Bereits in der Einleitung ist daraus hingewiesen worden, wie unter dem Hirten Donar und unter der den Zugang zu den goldenen Schätzen im Innern des Berges öffnenden Blume der Blitz zu verstehen sei. Die Wolke wird als Berg gedacht, aus ihr leuchtet nach dem Gewitter wieder die Sonne goldig hervor. Die Sonne ist der Schatz. Die Schafe oder Kühe, welche der Hirt hütet, sind ebenfalls Wolken, Donar ist der Wolkenhüter. Die den Schatz hütende weiße Jungfrau ist eine von den Wolkenfrauen, welche der Erde himmlische Milch, d. h. den Regen spendeten, aber auch in Bergen wohnten, da man sich, wie bereits bemerkt wurde, den Berg als Wolke dachte. (Mannhardt a. a. O. S. 204, Grohmann, Sagen aus Böhmen, I., S. 87.) - Der gleiche Sagenstoff, allerdings mit mancherlei Modifikationen, aber immer als Darstellung von einem Hirten, welcher eine Blume findet, die der Schlüssel zu einem großen Schatze ist und mit dem Zurufe: „Vergiss das Beste nicht!“, als die Blume vergessen wurde, tritt uns in Überlieferungen aus dem Fichtelgebirge (Zapf a. a. O., S. 19 und 25), sowie besonders zahlreich im Thüringerwalde (Witzschel, Sagen aus Thüringen, No. 125, 138, 173, 180, 276, Gräßler, Sagen aus Mansfeld, No. 20 und 211) und an noch vielen anderen Orten entgegen. Auch die Lausitz, sowie das Vogtland und der Harz besten Sagen von Wunderblumen, durch welche man verborgener Schätze teilhaftig werden kann, sie unterscheiden sich jedoch insofern von den vorigen, als hier nicht der warnende Zuruf ertönt, das Beste nicht zu vergessen.
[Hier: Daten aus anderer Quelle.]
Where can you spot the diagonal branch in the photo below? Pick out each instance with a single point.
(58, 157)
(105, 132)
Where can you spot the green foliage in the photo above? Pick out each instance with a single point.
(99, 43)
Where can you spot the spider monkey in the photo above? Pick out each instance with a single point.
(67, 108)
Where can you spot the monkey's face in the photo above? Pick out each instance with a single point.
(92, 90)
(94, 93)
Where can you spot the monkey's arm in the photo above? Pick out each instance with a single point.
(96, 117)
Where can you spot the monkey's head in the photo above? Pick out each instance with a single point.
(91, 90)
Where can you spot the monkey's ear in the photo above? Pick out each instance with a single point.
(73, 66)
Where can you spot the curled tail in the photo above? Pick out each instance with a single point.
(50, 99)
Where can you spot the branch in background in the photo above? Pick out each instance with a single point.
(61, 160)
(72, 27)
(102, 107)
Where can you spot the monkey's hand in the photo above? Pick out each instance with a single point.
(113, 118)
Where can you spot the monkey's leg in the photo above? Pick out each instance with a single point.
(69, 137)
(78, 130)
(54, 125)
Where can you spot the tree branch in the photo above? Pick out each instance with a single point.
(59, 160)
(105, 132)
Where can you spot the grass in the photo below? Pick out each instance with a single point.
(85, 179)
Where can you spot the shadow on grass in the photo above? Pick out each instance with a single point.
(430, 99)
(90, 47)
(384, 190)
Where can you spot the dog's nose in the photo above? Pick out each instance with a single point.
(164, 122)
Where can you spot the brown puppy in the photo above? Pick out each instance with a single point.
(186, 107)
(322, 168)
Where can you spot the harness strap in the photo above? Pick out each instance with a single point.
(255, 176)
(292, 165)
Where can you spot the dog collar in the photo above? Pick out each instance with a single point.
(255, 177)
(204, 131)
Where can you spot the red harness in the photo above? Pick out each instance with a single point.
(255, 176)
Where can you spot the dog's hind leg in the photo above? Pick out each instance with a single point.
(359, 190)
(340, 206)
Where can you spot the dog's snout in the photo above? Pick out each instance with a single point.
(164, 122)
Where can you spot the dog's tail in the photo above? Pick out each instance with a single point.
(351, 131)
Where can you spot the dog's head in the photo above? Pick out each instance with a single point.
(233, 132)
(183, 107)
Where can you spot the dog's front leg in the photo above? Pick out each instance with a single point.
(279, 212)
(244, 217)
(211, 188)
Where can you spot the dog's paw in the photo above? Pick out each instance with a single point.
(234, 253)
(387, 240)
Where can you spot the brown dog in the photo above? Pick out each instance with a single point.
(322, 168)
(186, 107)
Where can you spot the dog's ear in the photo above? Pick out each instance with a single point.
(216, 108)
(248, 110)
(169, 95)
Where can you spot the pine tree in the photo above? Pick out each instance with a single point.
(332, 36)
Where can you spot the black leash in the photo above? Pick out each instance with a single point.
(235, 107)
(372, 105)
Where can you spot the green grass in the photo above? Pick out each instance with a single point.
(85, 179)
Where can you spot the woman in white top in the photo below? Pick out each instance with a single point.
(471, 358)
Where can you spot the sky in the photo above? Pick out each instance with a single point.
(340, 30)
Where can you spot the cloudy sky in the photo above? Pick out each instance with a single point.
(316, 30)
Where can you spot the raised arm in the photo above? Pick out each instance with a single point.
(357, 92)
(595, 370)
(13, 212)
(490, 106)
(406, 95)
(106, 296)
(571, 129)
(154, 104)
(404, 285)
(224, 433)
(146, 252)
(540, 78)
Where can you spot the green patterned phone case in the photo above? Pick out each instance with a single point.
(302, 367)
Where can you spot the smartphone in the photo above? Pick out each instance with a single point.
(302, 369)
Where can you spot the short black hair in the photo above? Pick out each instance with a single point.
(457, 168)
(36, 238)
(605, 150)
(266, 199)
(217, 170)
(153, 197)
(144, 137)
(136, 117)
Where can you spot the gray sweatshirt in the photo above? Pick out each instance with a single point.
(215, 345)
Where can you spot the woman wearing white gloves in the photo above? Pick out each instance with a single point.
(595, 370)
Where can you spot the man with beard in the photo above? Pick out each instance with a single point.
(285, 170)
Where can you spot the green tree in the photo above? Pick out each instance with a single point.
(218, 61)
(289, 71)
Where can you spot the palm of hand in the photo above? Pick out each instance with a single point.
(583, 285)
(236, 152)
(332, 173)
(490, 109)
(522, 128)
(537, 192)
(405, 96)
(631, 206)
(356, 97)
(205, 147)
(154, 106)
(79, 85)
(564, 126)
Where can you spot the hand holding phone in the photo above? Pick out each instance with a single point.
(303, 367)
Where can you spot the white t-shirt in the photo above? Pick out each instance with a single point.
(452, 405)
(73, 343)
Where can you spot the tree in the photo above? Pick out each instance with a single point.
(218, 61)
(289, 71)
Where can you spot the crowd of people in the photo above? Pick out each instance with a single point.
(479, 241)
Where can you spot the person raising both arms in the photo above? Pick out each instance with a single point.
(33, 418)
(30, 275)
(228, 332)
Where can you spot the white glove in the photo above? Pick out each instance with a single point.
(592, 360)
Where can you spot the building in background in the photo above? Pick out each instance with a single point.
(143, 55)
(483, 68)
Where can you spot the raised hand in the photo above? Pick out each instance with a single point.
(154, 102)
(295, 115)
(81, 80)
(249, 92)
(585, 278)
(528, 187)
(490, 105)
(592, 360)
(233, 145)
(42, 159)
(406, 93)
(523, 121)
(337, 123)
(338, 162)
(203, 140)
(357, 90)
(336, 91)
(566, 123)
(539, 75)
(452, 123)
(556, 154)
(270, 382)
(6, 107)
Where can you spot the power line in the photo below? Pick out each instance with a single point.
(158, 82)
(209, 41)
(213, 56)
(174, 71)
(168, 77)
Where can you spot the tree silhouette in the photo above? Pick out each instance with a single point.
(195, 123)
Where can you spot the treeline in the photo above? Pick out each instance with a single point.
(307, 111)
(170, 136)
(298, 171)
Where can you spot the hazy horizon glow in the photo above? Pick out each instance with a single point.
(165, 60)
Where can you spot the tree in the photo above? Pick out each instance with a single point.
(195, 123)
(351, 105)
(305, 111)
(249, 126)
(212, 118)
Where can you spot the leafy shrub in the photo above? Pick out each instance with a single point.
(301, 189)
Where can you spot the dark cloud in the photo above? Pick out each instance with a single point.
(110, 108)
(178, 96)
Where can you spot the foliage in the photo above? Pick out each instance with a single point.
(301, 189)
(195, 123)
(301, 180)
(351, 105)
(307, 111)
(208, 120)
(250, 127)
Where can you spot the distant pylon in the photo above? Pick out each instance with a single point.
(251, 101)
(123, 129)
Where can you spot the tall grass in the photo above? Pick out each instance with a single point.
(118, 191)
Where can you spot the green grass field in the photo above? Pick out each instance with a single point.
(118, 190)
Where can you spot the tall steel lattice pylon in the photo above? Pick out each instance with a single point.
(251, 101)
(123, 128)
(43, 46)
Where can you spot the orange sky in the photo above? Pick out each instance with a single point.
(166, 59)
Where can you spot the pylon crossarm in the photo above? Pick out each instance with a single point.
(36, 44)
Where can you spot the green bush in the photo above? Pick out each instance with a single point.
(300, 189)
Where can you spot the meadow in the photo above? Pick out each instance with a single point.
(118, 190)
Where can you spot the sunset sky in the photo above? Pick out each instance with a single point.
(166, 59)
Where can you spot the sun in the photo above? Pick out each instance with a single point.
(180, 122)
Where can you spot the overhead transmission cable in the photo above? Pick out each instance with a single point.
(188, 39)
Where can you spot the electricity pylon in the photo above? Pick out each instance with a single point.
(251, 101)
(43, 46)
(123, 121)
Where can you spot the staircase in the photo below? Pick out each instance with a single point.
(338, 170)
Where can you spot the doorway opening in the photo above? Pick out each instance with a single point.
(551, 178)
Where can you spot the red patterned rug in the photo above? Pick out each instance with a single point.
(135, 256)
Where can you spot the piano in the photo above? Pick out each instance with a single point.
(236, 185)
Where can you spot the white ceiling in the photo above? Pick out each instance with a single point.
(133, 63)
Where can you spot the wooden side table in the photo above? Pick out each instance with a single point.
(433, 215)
Sagen von Schlössern, welche in die Erde versanken, weil ihre Insassen Raub und Mord und andere Gräueltaten verübten, erzählt der Volksmund auch in anderen Gegenden. So bezeichnet das sogenannte Silberloch bei Seesen im Harze die Stelle, wo gleiches geschah. Auch hier lässt sich zuweilen eine weißgekleidete Jungfrau mit einem Schlüsselbunde, welche die Sage als die mildtätige Tochter des Burgherrn bezeichnet, sehen, um, wie sie es im Leben getan, auch ferner den Unglücklichen und Notleidenden beizustehen. (H. Heine, Sagen aus dem Harze, S. 10.)